The pathological changes seen in the hearts of human patients with proposed diabetic cardiomyopathy are still somewhat poorly understood, and there is no clear consensus with regard to the different phenotypic changes seen, and the underlying pathogenesis, or whether there is any correlation or differences between phenotypic changes and type I vs type II DM. Some groups describe two different and distinct phenotypes of the disease; the first presents as a restrictive phenotype, wherein there is normal left ventricular systolic function, concentric left ventricular remodelling and diastolic left ventricular dysfunction.²⁴ Patients with the restrictive form typically present with a left ventricle of normal size, hypertrophied and stiff, together with hypertrophied cardiomyocytes displaying increased collagen in between, that is interstitial fibrosis. The second proposed phenotype is a dilated form, with eccentric left ventricular remodelling and systolic left ventricular dysfunction.²⁴ This phenotype typically presents with an enlarged left ventricle and evidence of damage to cardiomyocytes, with increased collagen between and replacing the cardiomyocytes, that is both interstitial and replacement fibrosis. Other groups⁹ do not recognise the dilated phenotype associated with diastolic dysfunction; indeed, it is unclear whether these represent different underlying pathophysiological mechanisms or are actually different stages of the same process. The proposed pathogenesis is related to metabolic derangement, specifically hyperglycaemia, lipotoxicity, insulin resistance and hyperinsulinaemia, which induce cardiac insulin resistance and metabolic disorders. In turn, this increases mitochondrial dysfunction, inflammation and oxidative stress, as well as advanced glycation end products, activation of the renin–angiotensin–aldosterone system and autonomic neuropathy, among other factors. These result in cardiac stiffness, hypertrophy and fibrosis, ultimately ending in diastolic and systolic dysfunction and HF.^25,26

Based on the ante- and post-mortem findings in our case, this cat seemed to show a dilated phenotype, perhaps representative of end-stage/progression of DMCMP. Potential limitations in this report include not being able to entirely exclude underlying diseases that may have contributed to the heart disease, aside from DM, such as acromegaly; however, the clinical signs of DM were controlled on relatively low doses of insulin, which would not be typical for an acromegalic cat.
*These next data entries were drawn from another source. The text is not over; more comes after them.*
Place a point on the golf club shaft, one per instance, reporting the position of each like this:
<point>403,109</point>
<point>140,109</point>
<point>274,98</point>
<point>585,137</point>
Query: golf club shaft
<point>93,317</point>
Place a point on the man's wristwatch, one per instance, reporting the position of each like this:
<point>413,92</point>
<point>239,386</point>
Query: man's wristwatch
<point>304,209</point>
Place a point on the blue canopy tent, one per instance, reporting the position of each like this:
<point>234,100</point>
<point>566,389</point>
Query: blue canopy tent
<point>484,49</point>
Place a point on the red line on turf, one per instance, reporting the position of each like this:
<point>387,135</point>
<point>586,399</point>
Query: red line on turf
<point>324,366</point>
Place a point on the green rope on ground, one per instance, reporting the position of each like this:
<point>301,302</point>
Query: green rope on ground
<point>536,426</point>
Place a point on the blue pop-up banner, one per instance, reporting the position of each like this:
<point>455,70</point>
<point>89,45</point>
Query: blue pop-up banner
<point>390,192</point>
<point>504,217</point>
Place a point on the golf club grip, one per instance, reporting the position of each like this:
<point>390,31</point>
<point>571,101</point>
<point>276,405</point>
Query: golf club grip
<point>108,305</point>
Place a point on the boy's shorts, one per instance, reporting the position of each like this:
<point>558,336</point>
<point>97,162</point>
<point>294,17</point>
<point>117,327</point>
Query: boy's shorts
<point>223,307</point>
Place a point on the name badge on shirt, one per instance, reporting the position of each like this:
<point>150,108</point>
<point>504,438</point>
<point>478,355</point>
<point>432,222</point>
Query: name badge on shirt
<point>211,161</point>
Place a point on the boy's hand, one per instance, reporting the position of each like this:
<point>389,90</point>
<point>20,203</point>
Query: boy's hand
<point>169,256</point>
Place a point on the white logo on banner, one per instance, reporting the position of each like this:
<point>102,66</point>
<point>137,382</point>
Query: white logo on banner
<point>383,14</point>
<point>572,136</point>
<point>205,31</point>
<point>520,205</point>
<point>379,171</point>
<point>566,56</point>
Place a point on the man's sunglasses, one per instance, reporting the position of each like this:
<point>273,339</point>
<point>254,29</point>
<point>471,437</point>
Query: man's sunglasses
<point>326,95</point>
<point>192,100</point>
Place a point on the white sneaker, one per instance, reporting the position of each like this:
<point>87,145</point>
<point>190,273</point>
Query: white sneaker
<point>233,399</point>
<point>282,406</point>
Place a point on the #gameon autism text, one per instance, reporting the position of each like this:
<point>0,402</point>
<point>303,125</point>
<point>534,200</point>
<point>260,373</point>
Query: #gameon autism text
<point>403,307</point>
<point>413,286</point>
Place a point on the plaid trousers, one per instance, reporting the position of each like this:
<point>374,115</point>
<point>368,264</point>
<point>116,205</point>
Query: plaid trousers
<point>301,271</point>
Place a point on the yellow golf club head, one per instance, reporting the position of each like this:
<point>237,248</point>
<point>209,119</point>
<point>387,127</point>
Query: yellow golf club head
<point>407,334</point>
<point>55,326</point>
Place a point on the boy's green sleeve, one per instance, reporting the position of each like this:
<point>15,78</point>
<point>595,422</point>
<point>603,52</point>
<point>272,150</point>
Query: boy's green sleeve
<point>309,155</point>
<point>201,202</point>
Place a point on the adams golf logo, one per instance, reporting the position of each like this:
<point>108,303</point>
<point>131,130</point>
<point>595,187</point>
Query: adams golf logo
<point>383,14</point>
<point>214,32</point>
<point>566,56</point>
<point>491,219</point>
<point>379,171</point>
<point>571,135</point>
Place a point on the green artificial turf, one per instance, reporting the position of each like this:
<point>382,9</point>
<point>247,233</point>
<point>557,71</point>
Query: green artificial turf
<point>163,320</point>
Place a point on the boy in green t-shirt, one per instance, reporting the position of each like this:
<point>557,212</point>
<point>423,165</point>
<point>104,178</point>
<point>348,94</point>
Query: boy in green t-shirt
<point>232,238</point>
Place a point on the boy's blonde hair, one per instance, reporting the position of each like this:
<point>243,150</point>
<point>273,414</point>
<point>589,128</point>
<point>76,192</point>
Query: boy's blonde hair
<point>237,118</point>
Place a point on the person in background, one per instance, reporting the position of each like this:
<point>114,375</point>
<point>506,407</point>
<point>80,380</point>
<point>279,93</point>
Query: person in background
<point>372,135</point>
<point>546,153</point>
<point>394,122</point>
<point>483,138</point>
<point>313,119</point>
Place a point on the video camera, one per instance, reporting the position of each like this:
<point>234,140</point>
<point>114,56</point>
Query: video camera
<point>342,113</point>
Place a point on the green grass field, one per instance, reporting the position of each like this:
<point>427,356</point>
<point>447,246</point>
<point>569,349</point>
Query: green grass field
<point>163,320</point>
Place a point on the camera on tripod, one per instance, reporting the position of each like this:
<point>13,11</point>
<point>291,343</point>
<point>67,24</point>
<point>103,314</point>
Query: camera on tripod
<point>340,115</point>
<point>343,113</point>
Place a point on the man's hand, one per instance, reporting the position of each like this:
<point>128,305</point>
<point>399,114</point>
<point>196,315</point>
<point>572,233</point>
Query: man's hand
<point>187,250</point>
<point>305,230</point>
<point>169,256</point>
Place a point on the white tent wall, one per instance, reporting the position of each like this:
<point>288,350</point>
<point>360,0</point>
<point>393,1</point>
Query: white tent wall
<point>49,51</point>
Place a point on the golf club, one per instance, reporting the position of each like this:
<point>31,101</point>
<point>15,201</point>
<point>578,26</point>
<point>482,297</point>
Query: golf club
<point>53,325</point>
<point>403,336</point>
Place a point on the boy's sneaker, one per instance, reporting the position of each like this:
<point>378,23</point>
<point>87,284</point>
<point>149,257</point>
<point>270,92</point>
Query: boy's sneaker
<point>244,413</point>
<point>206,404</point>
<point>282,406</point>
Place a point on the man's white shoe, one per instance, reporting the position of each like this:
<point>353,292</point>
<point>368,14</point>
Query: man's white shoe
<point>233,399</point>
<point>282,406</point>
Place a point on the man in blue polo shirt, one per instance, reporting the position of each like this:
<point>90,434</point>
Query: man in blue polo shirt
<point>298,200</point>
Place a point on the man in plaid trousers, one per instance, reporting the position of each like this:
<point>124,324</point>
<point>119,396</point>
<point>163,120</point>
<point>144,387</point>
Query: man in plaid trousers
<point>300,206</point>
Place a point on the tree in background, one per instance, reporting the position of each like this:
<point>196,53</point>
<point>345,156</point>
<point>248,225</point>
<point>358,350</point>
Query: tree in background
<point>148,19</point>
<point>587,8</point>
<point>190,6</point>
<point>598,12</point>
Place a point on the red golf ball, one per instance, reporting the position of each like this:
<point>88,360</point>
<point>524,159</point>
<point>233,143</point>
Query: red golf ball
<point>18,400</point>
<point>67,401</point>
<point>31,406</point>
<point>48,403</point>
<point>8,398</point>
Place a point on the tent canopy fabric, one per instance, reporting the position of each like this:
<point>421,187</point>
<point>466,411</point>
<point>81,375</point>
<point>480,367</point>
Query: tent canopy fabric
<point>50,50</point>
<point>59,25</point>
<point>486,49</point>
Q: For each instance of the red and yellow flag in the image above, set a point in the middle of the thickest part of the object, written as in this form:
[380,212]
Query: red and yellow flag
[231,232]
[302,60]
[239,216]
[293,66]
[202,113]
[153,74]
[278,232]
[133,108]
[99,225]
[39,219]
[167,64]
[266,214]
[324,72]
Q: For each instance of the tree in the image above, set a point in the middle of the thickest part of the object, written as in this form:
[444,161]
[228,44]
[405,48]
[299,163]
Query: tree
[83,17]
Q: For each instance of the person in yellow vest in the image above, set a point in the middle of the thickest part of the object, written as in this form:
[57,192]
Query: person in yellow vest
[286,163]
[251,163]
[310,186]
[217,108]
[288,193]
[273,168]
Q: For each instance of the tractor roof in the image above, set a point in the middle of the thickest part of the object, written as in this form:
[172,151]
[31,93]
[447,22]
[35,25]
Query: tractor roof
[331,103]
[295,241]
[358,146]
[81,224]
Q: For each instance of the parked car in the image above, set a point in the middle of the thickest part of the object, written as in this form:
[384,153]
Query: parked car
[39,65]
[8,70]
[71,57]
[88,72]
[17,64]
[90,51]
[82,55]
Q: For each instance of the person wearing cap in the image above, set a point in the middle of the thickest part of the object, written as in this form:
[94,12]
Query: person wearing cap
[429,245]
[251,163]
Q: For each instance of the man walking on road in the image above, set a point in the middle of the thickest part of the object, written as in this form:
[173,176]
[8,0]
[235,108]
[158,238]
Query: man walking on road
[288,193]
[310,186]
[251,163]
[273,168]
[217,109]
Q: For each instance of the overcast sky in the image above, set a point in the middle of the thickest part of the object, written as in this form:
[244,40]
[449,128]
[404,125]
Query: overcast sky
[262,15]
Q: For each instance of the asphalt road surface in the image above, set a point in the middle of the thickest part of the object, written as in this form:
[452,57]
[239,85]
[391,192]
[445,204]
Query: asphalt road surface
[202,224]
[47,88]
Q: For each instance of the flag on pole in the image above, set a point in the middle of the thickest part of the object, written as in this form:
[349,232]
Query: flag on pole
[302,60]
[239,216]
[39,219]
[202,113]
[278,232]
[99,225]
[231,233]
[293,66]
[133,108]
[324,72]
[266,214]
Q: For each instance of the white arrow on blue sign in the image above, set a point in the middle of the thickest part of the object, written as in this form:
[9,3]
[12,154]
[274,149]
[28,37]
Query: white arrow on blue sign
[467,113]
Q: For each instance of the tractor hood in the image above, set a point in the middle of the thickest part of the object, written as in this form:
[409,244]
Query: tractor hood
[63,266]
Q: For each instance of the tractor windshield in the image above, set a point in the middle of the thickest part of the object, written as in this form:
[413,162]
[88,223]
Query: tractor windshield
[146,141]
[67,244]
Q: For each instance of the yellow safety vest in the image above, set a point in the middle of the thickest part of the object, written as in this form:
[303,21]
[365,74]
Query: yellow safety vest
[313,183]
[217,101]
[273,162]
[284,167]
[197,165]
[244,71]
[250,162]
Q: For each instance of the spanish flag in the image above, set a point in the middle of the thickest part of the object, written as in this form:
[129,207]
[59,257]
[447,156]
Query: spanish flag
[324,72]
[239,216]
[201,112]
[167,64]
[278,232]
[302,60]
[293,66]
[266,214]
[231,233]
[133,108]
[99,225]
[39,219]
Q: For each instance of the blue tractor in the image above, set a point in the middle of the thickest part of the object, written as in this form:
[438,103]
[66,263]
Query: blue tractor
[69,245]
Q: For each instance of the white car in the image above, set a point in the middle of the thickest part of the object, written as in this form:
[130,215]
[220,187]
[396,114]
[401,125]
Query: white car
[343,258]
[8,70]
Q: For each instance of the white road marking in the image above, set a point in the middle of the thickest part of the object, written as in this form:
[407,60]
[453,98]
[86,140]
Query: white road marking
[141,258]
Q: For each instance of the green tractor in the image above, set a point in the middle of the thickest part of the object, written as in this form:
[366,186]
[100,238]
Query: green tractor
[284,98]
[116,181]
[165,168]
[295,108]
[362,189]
Hyperthyroidism was not noted at the time the DM was diagnosed, when the TT4 was slightly subnormal. The history and clinical signs at the time HF developed months later and were not suggestive of hyperthyroidism, but TT4 measurement was not repeated then. It remains possible that the observed changes correspond to an underlying, previously subclinical HCM progressing to a more end-stage phenotype, although in this case the myofibre disarray present was only very mild, and changes such as lymphohistiocytic infiltrates were not evident.

Conclusions

The proposed DMCMP in humans has both morphological and functional alterations and can present with differing phenotypes, which may reflect differences in the underlying pathogenesis or progression. The current case report describes ante- and post-mortem findings in a previously diagnosed diabetic cat that subsequently developed HF, including histopathological evaluation of the heart. The authors would like to raise the question of whether feline diabetic cardiomyopathy exists as a syndrome, and to suggest that further investigations into any association between the two conditions are warranted. Such further investigation would ideally require a prospective observational study, with sequential monitoring of both DM and cardiac function, ultimately with post-mortem examination and histopathological analysis at the end stage – although, as with humans, progression is obviously difficult to study histologically as samples tend to be predominantly from end-stage disease, thereby missing early or intermediate stages of the disease.